Despite such a prolific output, I’ve only one Momus album in the collection – Tender Pervert which I picked up on vinyl from a charity shop for next to nothing.  One of its tracks was also included on a Creation compilation, Doing It For The Kids, released in 1988.  It’s fair to say that it’s one of his more accessible offerings – and even then, you’d be hard pushed to ever hear it on radio.

mp3: Momus – A Complete History of Sexual Jealousy (Parts 17 to 24)

JC

CUTE….IN A STUPID ASS WAY

La Chanson de Jacky is one of Jacques Brel’s best known compositions, certainly here in the UK, thanks to the fact it has twice been taken into the singles charts in 1967 and 1991, both as cover versions:-

mp3 : Scott Walker – Jackie
mp3 : Marc Almond – Jacky

Both versions are an absolute hoot, both have much to offer in terms of enjoyment and style and both are well worth a few minutes of your time for a listen. If pushed, I’d say I preferred Marc Almond’s version for the bravado shown by him and the production/arrangement/mixing cohorts of Trevor Horn, Anne Dudley and Youth in throwing absolutely everything at it to turn it into a genuine camp classic which has stood the test of time.

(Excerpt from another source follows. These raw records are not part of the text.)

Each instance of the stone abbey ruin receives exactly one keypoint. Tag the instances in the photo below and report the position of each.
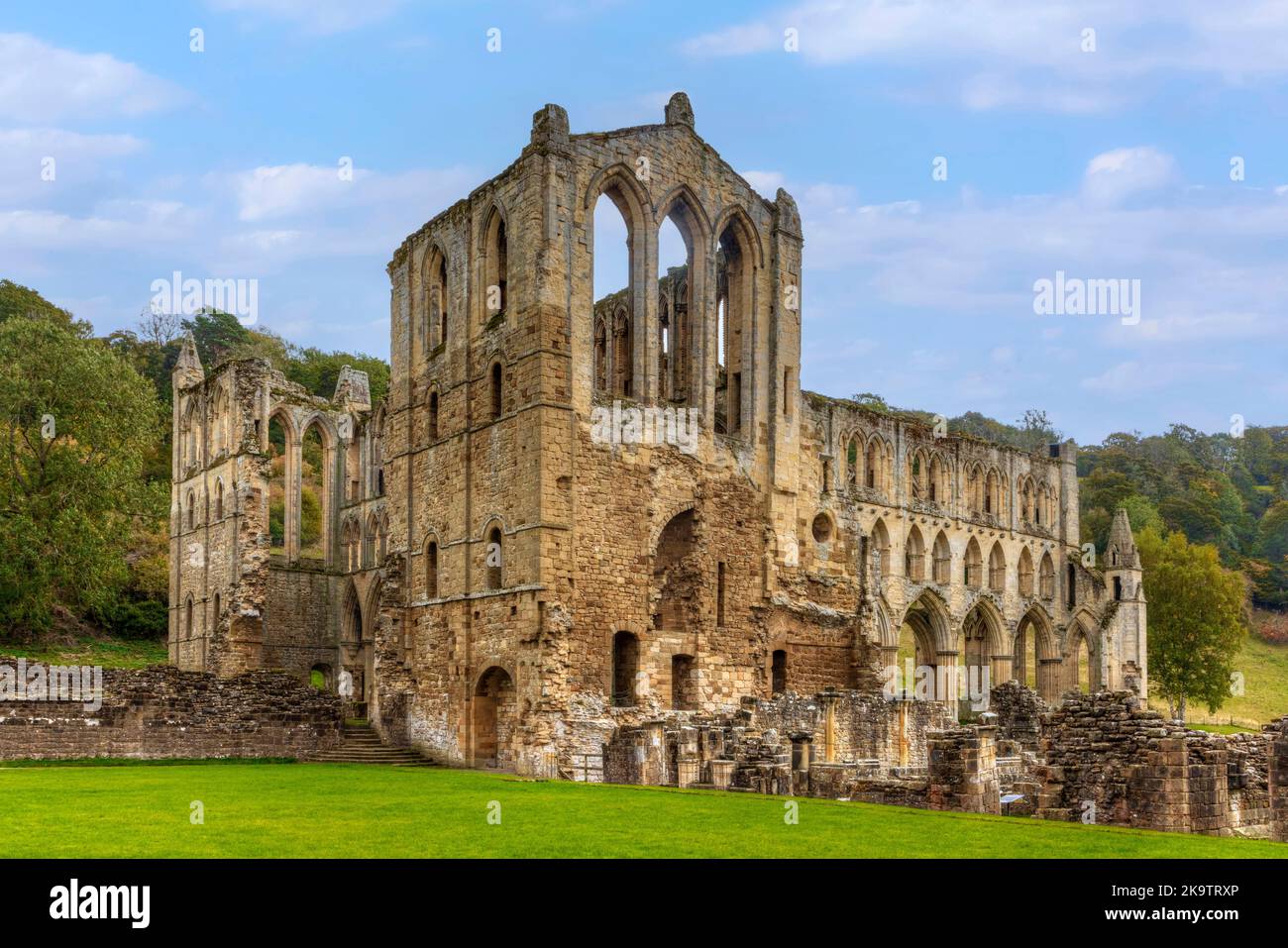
(811, 596)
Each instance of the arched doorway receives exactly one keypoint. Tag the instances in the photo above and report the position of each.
(983, 655)
(1082, 659)
(492, 719)
(1037, 660)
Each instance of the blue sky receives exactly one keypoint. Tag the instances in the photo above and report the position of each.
(1112, 162)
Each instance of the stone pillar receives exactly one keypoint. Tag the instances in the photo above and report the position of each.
(1048, 679)
(802, 747)
(829, 699)
(1001, 670)
(945, 678)
(1278, 767)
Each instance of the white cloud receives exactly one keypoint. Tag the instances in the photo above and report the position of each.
(76, 158)
(765, 183)
(1116, 175)
(320, 17)
(1025, 53)
(43, 84)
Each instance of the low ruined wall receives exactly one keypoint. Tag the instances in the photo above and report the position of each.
(163, 712)
(1109, 762)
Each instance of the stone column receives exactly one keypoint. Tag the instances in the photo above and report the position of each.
(1278, 768)
(829, 699)
(945, 678)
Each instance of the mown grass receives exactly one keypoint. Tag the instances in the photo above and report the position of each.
(362, 810)
(1265, 689)
(88, 649)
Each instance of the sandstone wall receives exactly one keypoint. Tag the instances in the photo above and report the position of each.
(165, 712)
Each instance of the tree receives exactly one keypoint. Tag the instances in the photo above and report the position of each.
(75, 427)
(17, 300)
(1197, 620)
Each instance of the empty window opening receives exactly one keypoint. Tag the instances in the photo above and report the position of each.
(626, 655)
(683, 685)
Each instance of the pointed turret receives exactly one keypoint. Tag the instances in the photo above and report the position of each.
(1128, 623)
(1121, 553)
(187, 369)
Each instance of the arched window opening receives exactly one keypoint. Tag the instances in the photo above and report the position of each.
(1025, 574)
(369, 543)
(1046, 578)
(914, 557)
(497, 402)
(733, 282)
(313, 493)
(683, 685)
(675, 268)
(943, 559)
(623, 350)
(778, 673)
(600, 355)
(881, 549)
(436, 308)
(997, 569)
(626, 655)
(493, 559)
(496, 268)
(613, 291)
(432, 571)
(974, 565)
(917, 476)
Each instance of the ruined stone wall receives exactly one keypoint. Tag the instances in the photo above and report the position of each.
(165, 712)
(1109, 762)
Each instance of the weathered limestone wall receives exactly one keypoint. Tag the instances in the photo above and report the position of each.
(1109, 762)
(165, 712)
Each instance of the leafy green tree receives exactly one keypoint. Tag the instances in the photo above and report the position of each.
(76, 424)
(1197, 620)
(17, 300)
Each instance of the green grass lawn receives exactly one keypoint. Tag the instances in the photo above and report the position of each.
(86, 649)
(1265, 687)
(364, 810)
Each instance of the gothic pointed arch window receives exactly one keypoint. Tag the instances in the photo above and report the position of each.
(494, 266)
(496, 398)
(1025, 572)
(600, 355)
(997, 569)
(914, 557)
(1046, 578)
(623, 350)
(493, 558)
(432, 570)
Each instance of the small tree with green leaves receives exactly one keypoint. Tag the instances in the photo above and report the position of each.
(1197, 620)
(76, 424)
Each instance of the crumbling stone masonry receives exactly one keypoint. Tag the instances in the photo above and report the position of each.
(165, 712)
(506, 586)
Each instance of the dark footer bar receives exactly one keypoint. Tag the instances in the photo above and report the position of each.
(330, 897)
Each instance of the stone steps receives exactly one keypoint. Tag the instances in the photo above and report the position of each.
(362, 745)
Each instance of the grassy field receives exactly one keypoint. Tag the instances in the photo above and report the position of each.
(86, 649)
(1265, 687)
(364, 810)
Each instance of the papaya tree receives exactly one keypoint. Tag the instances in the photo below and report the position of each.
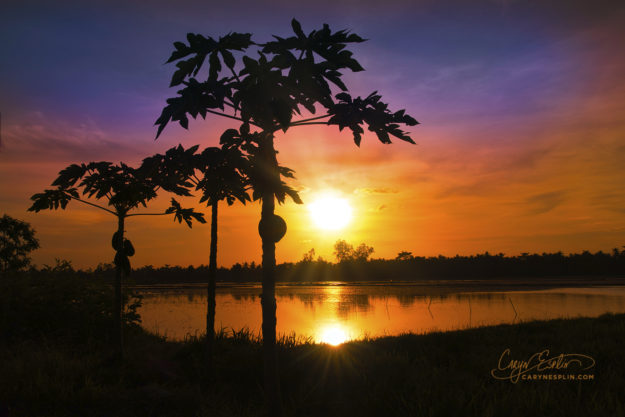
(124, 189)
(269, 87)
(218, 174)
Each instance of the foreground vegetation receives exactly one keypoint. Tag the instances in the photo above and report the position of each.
(56, 361)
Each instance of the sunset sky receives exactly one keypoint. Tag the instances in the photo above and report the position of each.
(521, 146)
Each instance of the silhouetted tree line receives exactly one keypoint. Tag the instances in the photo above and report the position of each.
(403, 268)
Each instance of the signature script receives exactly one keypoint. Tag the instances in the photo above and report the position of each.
(512, 369)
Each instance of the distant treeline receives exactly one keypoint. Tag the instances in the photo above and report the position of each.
(404, 268)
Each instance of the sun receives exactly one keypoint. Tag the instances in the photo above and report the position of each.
(330, 212)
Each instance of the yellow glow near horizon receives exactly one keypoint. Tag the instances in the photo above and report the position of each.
(330, 212)
(333, 335)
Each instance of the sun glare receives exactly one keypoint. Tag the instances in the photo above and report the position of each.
(330, 212)
(333, 335)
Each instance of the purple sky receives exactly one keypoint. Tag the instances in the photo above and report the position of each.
(521, 104)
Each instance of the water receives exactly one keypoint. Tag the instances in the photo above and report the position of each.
(337, 313)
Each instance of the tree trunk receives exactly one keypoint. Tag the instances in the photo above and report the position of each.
(268, 297)
(118, 335)
(212, 279)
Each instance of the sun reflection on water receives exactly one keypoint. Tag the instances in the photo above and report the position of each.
(333, 334)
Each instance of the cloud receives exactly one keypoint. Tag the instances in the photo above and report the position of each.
(544, 202)
(381, 190)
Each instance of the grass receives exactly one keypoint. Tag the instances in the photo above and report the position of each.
(439, 374)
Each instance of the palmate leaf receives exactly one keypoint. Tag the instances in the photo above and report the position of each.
(353, 113)
(289, 73)
(186, 214)
(52, 199)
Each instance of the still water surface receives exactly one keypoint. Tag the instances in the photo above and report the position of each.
(336, 313)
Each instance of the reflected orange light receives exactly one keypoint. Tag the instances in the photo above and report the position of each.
(334, 335)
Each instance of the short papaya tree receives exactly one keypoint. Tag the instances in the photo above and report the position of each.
(124, 189)
(272, 91)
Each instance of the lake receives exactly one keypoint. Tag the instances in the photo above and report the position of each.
(337, 312)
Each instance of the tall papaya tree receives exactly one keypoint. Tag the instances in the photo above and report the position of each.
(124, 189)
(290, 82)
(218, 174)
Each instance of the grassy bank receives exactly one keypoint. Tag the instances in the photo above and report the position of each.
(446, 374)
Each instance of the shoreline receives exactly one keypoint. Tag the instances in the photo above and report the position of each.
(459, 285)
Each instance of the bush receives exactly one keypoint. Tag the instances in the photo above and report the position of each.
(56, 303)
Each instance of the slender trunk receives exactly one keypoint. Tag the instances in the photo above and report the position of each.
(212, 279)
(268, 297)
(118, 337)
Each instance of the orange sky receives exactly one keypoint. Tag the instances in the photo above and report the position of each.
(525, 154)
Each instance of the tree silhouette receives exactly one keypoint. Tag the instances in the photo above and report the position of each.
(17, 240)
(125, 189)
(221, 177)
(289, 76)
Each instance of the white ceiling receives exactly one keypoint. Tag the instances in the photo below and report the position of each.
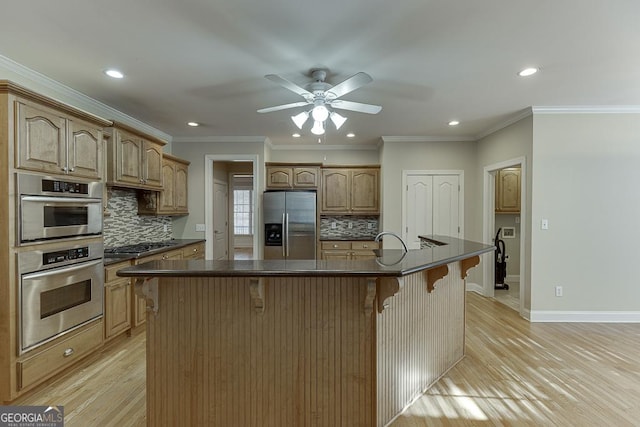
(431, 60)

Having said that, it is worth noting how Scott Walker’s version, which of course I’m way too young to recall, was banned by the BBC because of words like ‘queers’, ‘virgins’ and ‘opium’, and yet such was his popularity at the time that it sold enough copies to reach #22 despite next to no airplay.

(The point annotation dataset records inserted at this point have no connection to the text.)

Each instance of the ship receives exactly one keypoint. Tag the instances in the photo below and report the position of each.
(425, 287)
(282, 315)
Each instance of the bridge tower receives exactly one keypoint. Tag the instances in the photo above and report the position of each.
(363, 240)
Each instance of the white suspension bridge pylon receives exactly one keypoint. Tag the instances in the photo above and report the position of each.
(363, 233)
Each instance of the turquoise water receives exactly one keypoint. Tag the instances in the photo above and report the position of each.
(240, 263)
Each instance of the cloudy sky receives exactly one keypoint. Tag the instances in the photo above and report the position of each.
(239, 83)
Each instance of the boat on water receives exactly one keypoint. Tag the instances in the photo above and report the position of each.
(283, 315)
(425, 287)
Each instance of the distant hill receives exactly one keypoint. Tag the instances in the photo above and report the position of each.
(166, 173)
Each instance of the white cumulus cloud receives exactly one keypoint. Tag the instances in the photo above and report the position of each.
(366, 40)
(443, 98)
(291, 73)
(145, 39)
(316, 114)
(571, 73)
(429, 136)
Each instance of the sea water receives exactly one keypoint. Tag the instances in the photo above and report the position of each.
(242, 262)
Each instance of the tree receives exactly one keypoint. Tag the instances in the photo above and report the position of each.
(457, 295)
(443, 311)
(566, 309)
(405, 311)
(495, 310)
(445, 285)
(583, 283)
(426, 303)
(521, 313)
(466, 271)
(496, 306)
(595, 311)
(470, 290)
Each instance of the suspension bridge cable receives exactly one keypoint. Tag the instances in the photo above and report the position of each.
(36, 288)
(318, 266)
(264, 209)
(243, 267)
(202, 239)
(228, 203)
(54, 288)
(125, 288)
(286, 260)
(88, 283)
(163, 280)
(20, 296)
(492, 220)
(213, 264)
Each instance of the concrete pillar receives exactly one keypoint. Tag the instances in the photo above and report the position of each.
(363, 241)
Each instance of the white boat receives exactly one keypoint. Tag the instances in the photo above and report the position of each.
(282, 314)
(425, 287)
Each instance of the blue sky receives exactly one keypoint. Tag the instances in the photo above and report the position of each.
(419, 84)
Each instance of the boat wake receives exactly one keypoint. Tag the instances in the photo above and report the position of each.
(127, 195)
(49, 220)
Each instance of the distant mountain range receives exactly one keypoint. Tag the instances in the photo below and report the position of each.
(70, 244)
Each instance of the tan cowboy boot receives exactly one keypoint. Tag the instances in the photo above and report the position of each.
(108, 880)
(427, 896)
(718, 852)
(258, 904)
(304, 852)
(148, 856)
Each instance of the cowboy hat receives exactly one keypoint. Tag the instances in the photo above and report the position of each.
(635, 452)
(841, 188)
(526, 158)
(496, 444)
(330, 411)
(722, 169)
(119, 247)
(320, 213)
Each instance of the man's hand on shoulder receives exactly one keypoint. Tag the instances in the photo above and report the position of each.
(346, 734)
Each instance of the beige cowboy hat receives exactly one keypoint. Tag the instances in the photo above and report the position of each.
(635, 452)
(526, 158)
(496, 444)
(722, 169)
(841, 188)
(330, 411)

A wee snippet of trivia for you.

The b-side of Scott’s single was one of his own – the writing credit is given to Scott Engel which was the name he was born with – and is a wonderfully OTT effort complete with the singer bringing in the conductor of the London Symphony Orchestra to give him the sound he was looking for:-

mp3 : Scott Walker – The Plague

What many perhaps hadn’t noticed when Marc took Jacky to #17 is that five years earlier he had included this on his covers EP, A Woman’s Story:-

mp3 : Marc Almond – The Plague

Oh and I also discovered while doing my research that Jacques Brel had also, in 1986, been given the cover treatment by the eccentric and occasionally brilliant Nick Currie, who records as Momus, and in doing so offered his own twisted and very personal and incredibly clever take on things :-

mp3 : Momus – Nicky

Cute…..in a stupid ass way

JC

HELLO NEW READERS…MAYBE NOT WHAT YOU WERE EXPECTING?

I’m wondering if some of the words used in today’s posting will attract folk directed here on the basis of one word typed into a search engine.

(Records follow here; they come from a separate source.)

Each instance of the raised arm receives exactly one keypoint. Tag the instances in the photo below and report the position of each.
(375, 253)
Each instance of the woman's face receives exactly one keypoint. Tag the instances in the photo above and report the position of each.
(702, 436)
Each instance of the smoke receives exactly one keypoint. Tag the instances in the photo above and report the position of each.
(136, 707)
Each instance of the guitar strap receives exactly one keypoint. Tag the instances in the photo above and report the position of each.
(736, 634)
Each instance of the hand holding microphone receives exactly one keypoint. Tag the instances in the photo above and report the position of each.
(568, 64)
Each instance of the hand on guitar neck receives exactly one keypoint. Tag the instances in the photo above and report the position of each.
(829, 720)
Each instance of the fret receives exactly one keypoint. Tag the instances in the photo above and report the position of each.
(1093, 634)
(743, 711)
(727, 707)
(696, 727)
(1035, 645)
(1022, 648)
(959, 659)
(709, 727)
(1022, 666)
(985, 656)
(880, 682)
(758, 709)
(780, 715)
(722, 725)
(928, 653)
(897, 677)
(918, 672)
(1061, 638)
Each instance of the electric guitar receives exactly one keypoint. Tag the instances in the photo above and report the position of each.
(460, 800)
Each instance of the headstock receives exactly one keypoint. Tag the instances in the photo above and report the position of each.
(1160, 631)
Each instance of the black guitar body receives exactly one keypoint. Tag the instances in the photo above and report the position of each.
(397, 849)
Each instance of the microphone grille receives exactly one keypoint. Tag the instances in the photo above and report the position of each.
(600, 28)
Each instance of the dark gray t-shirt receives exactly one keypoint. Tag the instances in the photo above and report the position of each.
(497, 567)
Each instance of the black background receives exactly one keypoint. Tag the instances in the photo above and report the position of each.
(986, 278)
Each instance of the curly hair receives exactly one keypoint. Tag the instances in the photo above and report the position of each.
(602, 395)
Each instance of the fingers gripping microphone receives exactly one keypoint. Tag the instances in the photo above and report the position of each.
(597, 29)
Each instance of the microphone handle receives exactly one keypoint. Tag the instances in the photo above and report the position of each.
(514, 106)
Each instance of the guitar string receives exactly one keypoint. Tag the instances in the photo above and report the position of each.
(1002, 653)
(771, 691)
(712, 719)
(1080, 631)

The LP cover up above is that of a 1988 LP called Tender Pervert. The act who recorded it is Momus, a Scotsman whose real name is Nick Currie.

He calls himself Momus after the Greek god of mockery. As this wiki entry indicates, he’s been around for a while recording hyper-literate, quirky songs that have been known to blend accessible dance-pop with such heavy lyrical themes as paedophilia, necrophilia and adultery. (That’s just about a fullhouse for pervy bingo….maybe one more to come(ahem))

Actually, the stuff isn’t all that bad. I have in my possesion a copy of Tender Pervert and its by no means the worst purchase I’ve ever made. I must actually get round to giving it a proper review and posting in here some day.

Anyway, the reason I bought it was down to the fact is was cheap in a sale, and I already knew and loved one track from it, thanks to it appearing on a Creation Records compilation entitled Doing It For The Kids (this was when Creation Records was very much a vanity project for Alan McGhee and friends, way before it began to make serious money).  As referenced last year on this very blog.

mp3 : Momus – A Complete History of Sexual Jealousy (Parts 17-24)

I’m surprised that the boys and girls from New Order didn’t sue in respect of the tune….

If my stats highlight any unusual paths into TVV over the next few days, I may well draw them to your attention.